Balikpapan, Sekaltim.co – Di tengah gemuruh kemeriahan perayaan HUT Kemerdekaan RI ke-79 di Ibu Kota Nusantara (IKN), sebuah narasi berbeda terdengar dari jantung Kalimantan Timur. Pada Sabtu, 17 Agustus 2024, saat bendera merah putih berkibar gagah di halaman Istana Negara yang baru, sejumlah organisasi masyarakat sipil dan warga Penajam Paser Utara (PPU) memilih untuk menyuarakan keresahan mereka melalui serangkaian aksi yang kontras namun penuh makna.

Pukul 11.00 WITA, tepat ketika upacara di IKN mencapai puncaknya, Jembatan Pulau Balang yang menghubungkan Balikpapan dan IKN menjadi saksi bisu dari sebuah aksi spektakuler. Sebuah kain merah raksasa berukuran 50×15 meter terbentang di udara, menampilkan tulisan putih yang tegas: “Indonesia is not for sale, Merdeka!”

Aksi ini diorganisir oleh Greenpeace Indonesia bersama masyarakat yang terdampak pembangunan IKN, menjadi simbol perlawanan terhadap apa yang mereka anggap sebagai ancaman terhadap lingkungan dan hak-hak masyarakat adat. Mereka sama-sama menaiki perahu dengan sebuah formasi, mengikuti arus gelombang, dan merasakan angin laut yang mendera di bawah langit IKN yang mendung.

Aries Rompas, Ketua Tim Kampanye Greenpeace Indonesia, menjelaskan makna di balik aksi tersebut. “Kemerdekaan Indonesia sejatinya harus dirasakan warga masyarakat Indonesia. Kemerdekaan yang seutuhnya ketika masyarakat adat tidak diusir dari tanahnya, memberikan hutan-hutan adat kepada masyarakat, memberikan ruang hidup dan lingkungan yang layak bagi generasi mendatang dan generasi saat ini,” ujarnya dengan penuh semangat.

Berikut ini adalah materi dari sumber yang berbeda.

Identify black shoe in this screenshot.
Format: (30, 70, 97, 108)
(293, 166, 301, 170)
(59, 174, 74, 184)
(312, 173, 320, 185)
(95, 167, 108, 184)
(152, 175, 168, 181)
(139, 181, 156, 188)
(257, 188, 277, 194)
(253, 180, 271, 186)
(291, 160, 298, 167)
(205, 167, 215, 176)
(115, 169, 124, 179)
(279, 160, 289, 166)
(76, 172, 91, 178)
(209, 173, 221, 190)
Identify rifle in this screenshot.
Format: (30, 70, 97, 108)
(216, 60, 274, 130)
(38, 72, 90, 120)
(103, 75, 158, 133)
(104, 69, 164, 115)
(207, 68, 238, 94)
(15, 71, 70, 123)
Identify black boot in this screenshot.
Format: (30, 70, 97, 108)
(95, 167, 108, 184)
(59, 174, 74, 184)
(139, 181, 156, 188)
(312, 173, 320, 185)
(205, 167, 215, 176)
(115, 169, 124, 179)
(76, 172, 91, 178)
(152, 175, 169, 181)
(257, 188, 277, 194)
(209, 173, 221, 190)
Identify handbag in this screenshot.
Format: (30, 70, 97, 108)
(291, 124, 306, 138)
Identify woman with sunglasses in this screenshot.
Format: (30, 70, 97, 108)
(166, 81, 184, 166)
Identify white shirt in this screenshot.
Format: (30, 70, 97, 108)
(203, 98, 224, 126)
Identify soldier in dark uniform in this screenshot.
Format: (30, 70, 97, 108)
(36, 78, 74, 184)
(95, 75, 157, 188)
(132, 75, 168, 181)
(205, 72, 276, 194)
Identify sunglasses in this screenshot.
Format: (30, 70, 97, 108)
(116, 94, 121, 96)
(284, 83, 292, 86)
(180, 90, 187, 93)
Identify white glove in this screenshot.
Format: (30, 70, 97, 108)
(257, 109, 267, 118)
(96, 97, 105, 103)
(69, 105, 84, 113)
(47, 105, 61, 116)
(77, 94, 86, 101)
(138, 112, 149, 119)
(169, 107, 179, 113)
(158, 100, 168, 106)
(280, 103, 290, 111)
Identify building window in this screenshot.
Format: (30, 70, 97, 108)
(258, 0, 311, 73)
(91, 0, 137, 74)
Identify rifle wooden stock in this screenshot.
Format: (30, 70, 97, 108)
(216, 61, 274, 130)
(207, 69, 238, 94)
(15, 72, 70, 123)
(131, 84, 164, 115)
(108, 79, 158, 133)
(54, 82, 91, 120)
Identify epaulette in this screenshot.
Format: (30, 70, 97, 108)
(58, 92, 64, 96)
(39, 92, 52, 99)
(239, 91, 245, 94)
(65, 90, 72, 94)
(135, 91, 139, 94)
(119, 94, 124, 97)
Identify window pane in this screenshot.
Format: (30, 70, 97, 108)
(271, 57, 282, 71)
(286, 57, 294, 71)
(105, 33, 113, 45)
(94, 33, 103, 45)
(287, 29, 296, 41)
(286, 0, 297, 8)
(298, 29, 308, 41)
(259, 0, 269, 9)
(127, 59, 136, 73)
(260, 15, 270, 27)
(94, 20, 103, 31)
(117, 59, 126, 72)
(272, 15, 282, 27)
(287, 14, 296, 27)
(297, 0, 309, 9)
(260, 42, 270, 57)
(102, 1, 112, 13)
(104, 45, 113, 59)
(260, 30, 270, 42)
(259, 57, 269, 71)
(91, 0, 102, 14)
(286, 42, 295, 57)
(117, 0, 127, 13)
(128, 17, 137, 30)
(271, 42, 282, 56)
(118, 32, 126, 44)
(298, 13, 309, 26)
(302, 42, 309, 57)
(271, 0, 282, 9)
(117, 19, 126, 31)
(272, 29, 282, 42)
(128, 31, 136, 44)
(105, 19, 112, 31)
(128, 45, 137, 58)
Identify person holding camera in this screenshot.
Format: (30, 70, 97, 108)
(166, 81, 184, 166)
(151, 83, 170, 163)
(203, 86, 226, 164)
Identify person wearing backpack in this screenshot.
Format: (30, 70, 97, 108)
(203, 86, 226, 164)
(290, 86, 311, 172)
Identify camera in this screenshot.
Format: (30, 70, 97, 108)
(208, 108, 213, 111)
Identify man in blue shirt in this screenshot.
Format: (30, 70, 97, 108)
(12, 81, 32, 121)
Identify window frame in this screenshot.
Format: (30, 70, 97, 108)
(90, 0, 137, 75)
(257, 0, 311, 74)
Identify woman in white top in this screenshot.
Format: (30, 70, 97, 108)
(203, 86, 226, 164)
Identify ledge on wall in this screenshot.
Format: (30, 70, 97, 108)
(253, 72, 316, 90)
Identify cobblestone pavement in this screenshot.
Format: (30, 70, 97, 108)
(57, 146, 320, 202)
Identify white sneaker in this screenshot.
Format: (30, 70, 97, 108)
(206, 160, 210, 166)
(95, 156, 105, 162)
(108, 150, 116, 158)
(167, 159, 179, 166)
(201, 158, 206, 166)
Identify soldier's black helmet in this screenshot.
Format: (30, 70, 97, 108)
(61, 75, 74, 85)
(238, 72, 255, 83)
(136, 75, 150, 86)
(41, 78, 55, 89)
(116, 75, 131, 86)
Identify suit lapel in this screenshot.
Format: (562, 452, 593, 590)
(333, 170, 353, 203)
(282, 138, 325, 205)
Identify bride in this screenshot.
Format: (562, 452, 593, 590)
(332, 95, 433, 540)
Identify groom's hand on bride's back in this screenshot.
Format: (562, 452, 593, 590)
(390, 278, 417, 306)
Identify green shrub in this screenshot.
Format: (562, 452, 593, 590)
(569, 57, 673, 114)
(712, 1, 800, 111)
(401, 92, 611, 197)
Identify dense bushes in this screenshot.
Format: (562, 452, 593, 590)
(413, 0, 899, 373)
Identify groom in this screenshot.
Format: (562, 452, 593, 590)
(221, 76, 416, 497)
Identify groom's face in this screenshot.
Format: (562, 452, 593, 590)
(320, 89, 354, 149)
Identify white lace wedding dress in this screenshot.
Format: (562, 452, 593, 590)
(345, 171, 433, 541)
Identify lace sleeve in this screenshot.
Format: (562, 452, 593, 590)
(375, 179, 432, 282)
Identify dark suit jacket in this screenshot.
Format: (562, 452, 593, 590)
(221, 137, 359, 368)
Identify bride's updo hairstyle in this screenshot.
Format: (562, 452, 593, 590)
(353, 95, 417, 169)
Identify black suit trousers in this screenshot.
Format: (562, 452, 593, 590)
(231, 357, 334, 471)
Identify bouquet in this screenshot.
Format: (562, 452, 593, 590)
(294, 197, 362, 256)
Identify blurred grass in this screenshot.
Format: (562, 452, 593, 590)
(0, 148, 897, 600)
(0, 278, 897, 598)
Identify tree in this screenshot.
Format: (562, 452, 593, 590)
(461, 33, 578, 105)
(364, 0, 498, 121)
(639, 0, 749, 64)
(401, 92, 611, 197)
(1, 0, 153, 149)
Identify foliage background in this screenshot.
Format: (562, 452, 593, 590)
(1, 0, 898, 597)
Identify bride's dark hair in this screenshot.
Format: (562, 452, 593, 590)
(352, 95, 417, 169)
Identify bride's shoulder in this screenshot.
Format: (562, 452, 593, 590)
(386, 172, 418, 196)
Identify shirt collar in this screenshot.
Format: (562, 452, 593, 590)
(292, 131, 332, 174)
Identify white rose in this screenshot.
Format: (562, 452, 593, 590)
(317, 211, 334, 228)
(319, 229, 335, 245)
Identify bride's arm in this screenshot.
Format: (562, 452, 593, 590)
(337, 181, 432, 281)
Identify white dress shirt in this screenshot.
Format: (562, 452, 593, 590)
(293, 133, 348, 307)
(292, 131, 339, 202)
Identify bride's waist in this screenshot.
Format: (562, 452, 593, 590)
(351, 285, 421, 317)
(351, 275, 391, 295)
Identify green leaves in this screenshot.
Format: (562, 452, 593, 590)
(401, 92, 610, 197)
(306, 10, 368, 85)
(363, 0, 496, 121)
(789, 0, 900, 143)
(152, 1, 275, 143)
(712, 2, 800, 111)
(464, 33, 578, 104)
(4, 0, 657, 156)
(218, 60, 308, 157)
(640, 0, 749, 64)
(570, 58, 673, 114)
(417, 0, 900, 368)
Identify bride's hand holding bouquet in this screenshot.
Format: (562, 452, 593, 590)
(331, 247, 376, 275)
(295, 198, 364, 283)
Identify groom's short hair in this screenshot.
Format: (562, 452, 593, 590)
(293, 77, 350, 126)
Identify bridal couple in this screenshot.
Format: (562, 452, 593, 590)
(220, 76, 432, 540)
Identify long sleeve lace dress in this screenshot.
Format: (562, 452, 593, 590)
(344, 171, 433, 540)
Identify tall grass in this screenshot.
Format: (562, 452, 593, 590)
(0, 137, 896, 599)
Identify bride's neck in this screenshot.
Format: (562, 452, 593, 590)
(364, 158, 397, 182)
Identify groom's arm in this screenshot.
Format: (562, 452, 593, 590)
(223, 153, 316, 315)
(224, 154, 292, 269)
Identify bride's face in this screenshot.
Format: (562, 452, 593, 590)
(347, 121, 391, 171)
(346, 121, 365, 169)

Tidak hanya di udara, pesan-pesan perjuangan juga menghiasi perairan di bawah jembatan. Parade perahu-perahu kayu membawa banner-banner yang menyuarakan berbagai isu krusial: “Selamatkan Teluk Balikpapan”, “Tanah untuk Rakyat”, “Digusur PSN, Belum Merdeka 100%”, “Belum Merdeka Bersuara”, dan “79 Tahun Merdeka, 190 Tahun Dijajah”.

Pesan-pesan ini menjadi cerminan keresahan masyarakat akan dampak pembangunan IKN terhadap lingkungan dan kehidupan mereka.

“Ini adalah ekspresi nasionalisme kami, untuk terus menyuarakan penyelamatan lingkungan hidup dan demokrasi. Kami resah atas rezim Presiden Jokowi yang setelah dua periode ini mewariskan banyak persoalan untuk lingkungan hidup dan masyarakat, tapi di sisi lain memberi karpet merah untuk oligarki, misalnya dengan izin penguasaan lahan 190 tahun di IKN, ibarat mengobral Tanah Air,” tulis Green Peace.

Aksi ini bukan sekadar ungkapan protes, melainkan juga sebuah peringatan. “Kita hidup di bumi ini tidak hanya untuk diri kita tapi untuk generasi mendatang,” tegas Aries. Ia menekankan bahwa pemerintah tidak perlu dan tidak seharusnya “menjual” Indonesia. “Karena sudah selayaknya kekayaan Indonesia, kekayaan alam Indonesia yang terkandung di dalamnya sejatinya digunakan sebesar-besarnya untuk kemakmuran rakyat Indonesia, bukan kemakmuran segelintir orang, bukan kemakmuran oligarki,” tambahnya.

Kontras antara kemegahan upacara di IKN dan aksi protes di Jembatan Pulau Balang menjadi potret nyata dari dualisme pembangunan di Indonesia. Di satu sisi, ada ambisi besar untuk membangun ibu kota baru yang modern dan berkelanjutan. Di sisi lain, ada kekhawatiran mendalam dari masyarakat lokal akan dampak pembangunan tersebut terhadap lingkungan dan kehidupan mereka.

Perayaan kemerdekaan di Pantai Lango, tidak jauh dari halaman depan IKN, menjadi bukti bahwa masyarakat sipil masih memiliki ruang untuk menyuarakan aspirasi mereka. Namun, aksi ini juga menjadi pengingat bahwa 79 tahun setelah proklamasi, perjuangan untuk kemerdekaan yang sejati masih berlanjut.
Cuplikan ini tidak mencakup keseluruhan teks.